Con Return To Forever los alemanes han rebuscado en el baúl de los recuerdos y han encontrado más perlas que “pongos” pero también es cierto que les ha quedado un conjunto de canciones totalmente irregular y plagado de saltos de estilos dando aún más la sensación de que cada canción debió originarse en momentos totalmente diferentes de la carrera de la banda.

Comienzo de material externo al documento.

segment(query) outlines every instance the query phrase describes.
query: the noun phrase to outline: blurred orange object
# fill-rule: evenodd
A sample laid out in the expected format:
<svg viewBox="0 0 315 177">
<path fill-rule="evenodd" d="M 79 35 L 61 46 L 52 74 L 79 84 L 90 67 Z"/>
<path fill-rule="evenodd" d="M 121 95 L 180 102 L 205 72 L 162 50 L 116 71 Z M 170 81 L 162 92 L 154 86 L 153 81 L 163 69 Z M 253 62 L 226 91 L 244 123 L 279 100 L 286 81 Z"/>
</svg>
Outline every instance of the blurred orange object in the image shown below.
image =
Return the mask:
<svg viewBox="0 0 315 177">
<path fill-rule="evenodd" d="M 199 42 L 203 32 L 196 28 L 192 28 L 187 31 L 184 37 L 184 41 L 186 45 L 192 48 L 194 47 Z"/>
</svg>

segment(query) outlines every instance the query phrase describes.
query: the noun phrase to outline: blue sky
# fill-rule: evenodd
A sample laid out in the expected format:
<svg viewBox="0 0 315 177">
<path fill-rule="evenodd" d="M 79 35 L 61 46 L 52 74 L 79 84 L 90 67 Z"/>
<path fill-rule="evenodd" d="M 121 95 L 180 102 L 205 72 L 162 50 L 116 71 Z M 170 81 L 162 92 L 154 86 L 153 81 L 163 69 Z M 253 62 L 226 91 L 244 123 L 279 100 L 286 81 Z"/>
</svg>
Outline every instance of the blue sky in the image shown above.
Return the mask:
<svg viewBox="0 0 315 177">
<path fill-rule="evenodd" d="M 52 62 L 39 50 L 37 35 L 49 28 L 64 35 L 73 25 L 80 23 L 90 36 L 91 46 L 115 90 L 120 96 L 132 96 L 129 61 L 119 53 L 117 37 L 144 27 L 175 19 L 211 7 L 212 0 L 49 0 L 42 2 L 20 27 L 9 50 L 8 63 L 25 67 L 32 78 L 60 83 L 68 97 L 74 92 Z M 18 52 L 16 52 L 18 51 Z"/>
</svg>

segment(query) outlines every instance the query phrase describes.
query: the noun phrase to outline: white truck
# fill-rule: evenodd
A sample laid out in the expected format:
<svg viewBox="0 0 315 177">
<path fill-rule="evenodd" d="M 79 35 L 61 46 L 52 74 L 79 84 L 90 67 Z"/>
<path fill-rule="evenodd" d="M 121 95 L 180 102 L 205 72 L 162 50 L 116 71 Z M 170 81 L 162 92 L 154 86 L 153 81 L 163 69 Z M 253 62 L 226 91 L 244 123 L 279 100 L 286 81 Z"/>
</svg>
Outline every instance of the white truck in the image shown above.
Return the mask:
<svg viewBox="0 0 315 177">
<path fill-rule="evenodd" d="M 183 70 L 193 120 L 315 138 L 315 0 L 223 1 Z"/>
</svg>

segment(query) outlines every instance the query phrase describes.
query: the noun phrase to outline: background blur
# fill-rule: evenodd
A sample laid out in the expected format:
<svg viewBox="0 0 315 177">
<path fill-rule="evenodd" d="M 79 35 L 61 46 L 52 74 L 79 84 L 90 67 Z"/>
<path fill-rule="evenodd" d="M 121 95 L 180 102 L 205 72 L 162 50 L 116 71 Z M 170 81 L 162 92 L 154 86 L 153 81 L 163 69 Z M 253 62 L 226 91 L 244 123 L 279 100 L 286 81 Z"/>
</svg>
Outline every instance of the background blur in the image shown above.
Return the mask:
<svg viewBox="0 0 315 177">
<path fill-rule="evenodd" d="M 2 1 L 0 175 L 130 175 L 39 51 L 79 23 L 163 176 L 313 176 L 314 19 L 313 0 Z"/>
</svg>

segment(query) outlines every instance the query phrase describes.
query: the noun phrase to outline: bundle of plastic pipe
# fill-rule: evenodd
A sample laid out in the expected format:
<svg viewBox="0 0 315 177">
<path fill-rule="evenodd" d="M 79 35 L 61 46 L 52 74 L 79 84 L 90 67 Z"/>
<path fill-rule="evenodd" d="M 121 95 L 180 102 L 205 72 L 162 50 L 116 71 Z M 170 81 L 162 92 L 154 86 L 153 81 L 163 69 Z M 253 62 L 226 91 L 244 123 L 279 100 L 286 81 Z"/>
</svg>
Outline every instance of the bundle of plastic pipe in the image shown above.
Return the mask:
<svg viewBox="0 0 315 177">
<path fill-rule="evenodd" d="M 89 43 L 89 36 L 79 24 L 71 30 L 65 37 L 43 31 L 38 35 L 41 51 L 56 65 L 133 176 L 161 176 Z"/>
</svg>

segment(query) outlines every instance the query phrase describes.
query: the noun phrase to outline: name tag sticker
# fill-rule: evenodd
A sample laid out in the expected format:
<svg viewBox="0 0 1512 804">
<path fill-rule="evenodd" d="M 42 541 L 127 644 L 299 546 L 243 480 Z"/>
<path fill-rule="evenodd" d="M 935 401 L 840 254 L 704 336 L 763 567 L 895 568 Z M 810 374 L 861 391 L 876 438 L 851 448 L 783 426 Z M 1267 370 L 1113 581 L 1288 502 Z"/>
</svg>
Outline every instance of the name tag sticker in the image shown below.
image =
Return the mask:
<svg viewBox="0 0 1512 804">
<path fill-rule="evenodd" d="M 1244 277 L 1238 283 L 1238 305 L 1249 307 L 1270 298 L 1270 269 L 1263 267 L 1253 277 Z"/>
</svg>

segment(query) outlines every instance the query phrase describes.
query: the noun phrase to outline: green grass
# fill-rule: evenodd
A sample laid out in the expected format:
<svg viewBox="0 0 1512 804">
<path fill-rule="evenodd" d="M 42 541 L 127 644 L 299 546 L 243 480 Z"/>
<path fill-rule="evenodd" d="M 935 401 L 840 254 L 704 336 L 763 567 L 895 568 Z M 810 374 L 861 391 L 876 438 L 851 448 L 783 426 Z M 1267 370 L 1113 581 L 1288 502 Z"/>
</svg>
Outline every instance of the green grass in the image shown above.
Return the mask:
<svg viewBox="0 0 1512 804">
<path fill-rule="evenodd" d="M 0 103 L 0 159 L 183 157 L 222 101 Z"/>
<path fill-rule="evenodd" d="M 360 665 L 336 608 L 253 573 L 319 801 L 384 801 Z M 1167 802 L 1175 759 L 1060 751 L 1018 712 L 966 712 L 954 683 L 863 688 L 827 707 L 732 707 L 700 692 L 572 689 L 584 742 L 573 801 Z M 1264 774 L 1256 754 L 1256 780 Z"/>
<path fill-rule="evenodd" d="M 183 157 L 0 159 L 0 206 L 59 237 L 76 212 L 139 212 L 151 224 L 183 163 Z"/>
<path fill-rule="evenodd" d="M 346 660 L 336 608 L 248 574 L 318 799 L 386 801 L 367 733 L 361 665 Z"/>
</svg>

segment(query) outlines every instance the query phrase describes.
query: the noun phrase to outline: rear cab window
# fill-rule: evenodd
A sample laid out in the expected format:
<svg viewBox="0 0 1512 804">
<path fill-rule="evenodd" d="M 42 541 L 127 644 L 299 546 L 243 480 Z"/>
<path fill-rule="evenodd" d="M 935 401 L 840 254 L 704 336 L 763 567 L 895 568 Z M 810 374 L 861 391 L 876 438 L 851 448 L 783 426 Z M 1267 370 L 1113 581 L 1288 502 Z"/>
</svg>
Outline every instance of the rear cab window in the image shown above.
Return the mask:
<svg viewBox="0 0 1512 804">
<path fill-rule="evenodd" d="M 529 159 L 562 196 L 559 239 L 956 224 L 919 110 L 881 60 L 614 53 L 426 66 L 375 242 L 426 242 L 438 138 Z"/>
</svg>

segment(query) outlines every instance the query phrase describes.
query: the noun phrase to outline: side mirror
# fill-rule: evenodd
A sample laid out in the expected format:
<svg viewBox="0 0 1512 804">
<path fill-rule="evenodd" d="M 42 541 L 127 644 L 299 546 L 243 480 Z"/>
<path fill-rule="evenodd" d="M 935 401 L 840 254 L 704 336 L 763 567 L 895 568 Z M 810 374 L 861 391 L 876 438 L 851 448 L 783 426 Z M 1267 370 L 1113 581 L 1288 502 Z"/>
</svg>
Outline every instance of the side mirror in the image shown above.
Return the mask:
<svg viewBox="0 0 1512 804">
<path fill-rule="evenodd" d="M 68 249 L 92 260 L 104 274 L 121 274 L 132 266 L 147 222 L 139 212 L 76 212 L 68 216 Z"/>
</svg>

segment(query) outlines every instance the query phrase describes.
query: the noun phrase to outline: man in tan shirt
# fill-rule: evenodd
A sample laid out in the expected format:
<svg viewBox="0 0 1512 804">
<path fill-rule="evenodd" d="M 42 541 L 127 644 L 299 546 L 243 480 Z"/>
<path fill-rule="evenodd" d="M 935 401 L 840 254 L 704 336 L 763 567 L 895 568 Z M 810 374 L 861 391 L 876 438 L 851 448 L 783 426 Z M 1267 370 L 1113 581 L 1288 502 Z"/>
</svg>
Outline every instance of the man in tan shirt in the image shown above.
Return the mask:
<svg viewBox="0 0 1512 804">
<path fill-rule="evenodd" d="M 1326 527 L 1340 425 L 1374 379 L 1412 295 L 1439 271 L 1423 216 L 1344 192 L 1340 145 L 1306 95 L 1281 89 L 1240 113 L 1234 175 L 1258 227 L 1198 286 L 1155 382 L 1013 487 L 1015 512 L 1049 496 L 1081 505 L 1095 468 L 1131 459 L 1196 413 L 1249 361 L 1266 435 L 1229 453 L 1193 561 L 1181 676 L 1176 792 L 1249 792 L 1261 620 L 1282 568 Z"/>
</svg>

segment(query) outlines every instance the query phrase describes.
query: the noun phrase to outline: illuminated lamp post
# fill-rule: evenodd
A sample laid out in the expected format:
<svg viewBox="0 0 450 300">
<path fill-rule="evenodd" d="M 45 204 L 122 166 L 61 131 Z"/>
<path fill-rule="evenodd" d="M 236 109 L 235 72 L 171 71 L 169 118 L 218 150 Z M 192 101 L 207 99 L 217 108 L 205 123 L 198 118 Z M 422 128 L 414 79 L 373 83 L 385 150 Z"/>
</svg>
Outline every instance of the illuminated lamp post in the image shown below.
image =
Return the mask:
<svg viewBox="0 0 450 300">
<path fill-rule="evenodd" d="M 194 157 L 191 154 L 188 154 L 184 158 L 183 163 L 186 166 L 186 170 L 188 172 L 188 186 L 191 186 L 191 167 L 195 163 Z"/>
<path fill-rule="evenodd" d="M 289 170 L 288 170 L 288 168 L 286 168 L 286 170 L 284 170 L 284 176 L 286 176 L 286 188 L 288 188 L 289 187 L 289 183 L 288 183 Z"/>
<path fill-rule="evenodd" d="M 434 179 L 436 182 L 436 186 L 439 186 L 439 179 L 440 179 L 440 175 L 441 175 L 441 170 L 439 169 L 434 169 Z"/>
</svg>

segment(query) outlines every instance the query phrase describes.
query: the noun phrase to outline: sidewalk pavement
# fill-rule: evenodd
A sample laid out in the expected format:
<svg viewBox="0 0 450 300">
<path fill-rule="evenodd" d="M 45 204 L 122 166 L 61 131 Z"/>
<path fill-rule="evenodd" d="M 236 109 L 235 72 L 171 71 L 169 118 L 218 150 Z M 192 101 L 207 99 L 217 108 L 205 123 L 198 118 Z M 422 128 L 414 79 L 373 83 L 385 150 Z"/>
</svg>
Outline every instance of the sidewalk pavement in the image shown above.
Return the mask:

El disco arranca con la declaración de intenciones que es Going Out With A Bang y que resulta una de las grandes bazas del disco, enérgica y melódica a partes iguales como es de esperar de Scorpions, pero con algún toque más bluesy a lo AC/DC que es un agradecido soplo de aire fresco. La ya conocida We Built This House es también una vuelta de tuerca a su sonido clásico esta vez añadiendo una buena dosis de AOR en la Termomix.

Rock My Car vuelve a la zona dura del disco, esta vez añadiendo un sonido muy Queen. Sin embargo la primera balada del disco (si no contamos We Built This House) es todo un homenaje a las baladas clásicas de sus primeros discos y que empezaron a colgarles la etiqueta de “los heavys de las baladas”.

All For One es tema directo (apenas 3 minutos) pero muy completo y quizá el más típicamente Scorpions de la época de Crazy World mientras Rock’N’Roll Band hace lo propio con el sonido duro de los 70 de los germanos.

Band

Sigue Cat Your Luck And Play que es quizá el mayor aporte creativo del disco, con los “chicos” apartándose de su sonido típico. Rollin’ Home es una mezcla perfecta entre el rock clásico y el modern rock que no acaba de encajar bien y acaba siendo una pieza más bien aburrida.

Hard Rockin’ The Place sigue con la línea de títulos horribles para canciones bastante decentes, y nos regala unas guitarras muy inspiradas y un tema molón al que le falta un gran estribillo para ser excelente. Eye of The Storm es otra balada, a mi gusto mejor que la primera, pero igual de poco original y desde luego no al nivel de sus grandes clásicos. Mucho más divertida y original es The Scratch con cierto sonido americano, por eso mismo es aún un bajón doloroso la balada-siesta Gipsy Life. Es curioso como en The World We Used To Know vuelven las semejanzas a Queen (Radio Ga-Ga anyone??), pero en todo caso otro tema olvidable y gris como el anterior. Dancing With The Moonlight nos devuelve las guitarras bien trabajadas y es otro ejemplo de escritura creativa y alejada de la zona de confort de la banda. When Truth Is A Lie es otro ejemplo aunque menos lucido que su predecesor. Anticipa el cierre del álbum Who We Are una pieza centrada en la maravillosa voz de Klaus Meine, pero que no llega a emocionar y que resulta más bien insulsa. El verdadero fin llega con Delirious, una pieza de rock melódico poco memorable para echar el cierre pero más que correcta en todo caso.

Pieza por pieza, los germanos traen un disco cargado de buenas canciones e incluso alguna idea original, lo cual es muy de agradecer en una banda con tanta historia como son Scorpions, pero que en su conjunto falla en ofrecer cierta coherencia.